During the application season, my DMs fill with variations of the same painful sentence: “I want to apply to dermatology, but I’m not perfect like everyone else.” And every time, I wish I could reach through the phone, sit across from that person, and tell them the truth that I didn’t learn until far too late: no one is perfect. Not even the people who look like they are.
We polish our accomplishments until they shine. We crop out the failures. We never talk about the weird gap year that wasn’t planned, the board score that wasn’t ideal, the research project that fell apart, or the rotation that humbled us. But those stories are real. And they count.

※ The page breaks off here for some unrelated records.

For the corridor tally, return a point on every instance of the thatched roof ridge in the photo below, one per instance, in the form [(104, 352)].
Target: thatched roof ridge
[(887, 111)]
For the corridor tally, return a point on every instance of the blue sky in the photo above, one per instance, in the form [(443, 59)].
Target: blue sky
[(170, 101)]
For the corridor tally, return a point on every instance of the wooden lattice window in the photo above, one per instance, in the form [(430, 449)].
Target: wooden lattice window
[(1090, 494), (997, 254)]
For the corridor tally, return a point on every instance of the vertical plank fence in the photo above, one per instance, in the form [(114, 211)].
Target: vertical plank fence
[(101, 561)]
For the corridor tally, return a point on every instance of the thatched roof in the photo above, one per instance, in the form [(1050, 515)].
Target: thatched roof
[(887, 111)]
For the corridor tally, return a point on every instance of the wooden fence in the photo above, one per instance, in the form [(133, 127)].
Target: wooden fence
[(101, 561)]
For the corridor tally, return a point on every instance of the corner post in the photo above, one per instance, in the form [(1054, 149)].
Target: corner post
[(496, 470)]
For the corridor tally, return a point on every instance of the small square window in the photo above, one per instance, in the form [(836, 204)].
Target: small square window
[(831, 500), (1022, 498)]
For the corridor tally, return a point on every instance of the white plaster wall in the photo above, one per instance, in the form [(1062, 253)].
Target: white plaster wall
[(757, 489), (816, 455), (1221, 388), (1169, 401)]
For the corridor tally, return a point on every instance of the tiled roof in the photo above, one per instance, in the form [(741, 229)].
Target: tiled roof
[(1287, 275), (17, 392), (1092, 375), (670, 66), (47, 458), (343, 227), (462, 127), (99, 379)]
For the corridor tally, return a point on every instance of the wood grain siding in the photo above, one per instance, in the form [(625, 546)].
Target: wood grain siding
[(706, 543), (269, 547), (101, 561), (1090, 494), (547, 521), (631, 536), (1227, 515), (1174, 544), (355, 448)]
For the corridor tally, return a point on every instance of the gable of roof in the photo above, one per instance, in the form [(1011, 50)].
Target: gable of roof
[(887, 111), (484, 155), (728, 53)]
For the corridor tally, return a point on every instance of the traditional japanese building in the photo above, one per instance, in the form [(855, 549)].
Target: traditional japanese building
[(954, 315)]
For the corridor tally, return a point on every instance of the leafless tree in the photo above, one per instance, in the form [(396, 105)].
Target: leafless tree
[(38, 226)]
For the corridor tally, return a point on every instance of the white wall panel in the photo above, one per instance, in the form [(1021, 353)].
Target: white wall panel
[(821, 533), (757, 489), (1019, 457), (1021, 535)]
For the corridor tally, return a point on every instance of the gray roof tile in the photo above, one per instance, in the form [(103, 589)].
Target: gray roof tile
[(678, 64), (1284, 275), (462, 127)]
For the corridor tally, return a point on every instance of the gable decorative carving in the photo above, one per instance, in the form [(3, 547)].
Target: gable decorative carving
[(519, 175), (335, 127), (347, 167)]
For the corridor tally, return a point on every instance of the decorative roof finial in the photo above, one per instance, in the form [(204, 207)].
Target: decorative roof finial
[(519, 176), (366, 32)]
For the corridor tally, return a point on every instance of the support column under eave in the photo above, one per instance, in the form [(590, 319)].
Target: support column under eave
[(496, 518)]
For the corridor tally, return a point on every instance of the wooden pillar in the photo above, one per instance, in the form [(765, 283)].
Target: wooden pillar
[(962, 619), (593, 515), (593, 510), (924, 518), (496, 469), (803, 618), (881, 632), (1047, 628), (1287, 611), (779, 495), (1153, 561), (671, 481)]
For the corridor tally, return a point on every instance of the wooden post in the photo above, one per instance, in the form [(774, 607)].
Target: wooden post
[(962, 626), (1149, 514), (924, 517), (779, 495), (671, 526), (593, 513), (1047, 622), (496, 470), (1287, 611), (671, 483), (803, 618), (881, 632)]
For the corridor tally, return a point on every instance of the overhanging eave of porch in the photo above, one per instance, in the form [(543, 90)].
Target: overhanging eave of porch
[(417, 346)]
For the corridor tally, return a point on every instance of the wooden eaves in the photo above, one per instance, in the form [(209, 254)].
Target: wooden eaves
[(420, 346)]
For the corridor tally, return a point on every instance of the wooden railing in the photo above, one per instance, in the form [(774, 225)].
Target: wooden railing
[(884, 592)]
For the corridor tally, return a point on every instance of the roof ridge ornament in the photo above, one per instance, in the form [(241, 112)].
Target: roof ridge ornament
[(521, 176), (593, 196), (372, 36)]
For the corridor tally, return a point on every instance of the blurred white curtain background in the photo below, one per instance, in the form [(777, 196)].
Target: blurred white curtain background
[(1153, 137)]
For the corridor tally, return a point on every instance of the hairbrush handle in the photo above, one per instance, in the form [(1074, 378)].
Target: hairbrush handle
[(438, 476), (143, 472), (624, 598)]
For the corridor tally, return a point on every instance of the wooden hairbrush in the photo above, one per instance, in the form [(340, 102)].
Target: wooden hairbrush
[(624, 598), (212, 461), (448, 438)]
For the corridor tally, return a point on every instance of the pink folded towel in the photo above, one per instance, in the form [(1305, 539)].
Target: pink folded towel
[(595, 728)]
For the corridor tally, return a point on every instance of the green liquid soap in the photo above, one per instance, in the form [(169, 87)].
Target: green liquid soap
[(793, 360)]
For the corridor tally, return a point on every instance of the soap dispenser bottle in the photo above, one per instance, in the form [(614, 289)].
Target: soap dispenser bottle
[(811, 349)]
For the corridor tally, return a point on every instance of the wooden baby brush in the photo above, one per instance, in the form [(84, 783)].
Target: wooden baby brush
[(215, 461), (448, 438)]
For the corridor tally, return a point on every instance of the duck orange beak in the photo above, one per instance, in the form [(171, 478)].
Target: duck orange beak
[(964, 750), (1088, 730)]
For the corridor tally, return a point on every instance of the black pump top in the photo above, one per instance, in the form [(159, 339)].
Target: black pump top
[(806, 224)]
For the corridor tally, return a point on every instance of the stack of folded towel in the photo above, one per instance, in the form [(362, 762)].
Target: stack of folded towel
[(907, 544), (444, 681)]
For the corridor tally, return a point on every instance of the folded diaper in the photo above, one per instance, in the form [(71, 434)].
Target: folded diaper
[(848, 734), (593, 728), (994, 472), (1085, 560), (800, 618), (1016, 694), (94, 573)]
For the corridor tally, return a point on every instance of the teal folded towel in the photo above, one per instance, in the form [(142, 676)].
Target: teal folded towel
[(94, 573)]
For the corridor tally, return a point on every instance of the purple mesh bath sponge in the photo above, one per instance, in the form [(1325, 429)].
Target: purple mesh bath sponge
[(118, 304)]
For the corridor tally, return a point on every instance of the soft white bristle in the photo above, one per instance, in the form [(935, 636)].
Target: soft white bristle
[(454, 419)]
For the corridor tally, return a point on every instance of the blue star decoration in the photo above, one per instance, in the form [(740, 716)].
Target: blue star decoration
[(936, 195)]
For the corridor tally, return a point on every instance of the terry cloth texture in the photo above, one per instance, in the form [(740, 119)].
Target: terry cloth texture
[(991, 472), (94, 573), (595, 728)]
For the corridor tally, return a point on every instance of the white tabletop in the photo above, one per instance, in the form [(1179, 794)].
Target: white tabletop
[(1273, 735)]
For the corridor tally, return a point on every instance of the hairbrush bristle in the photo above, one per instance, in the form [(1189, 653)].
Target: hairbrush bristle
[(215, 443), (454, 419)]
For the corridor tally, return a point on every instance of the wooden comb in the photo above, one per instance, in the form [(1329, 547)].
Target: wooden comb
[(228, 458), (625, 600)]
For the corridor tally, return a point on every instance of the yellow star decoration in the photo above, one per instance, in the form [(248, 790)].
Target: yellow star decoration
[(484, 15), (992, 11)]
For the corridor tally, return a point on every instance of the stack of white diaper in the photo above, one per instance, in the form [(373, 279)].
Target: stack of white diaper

When I interviewed for residency, the moments that bonded me to programs weren’t the moments where I recited my CV like a script. It was the moments where I was human. Where I talked honestly about what challenged me. Where I shared what shaped me. Programs are not looking for flawless people. They’re looking for people who know themselves.
Perfection is fragile. It shatters under pressure. Realness is durable. When you understand the journey it took to get where you are, you develop the kind of grit that programs trust.
Think about the physicians you admire most. Are they perfect? Or are they resilient? Compassionate? Self-aware? Able to grow? No one is inspired by someone who’s never fallen. We’re inspired by people who got back up.
So if you’re worried you’re not the “perfect applicant,” I want you to hear me: good. That means you’re real. That means you’ve lived. That means you bring something to the table that statistics can’t measure.
Programs don’t save their spots for perfect people. They save them for the right people. And you might be exactly that.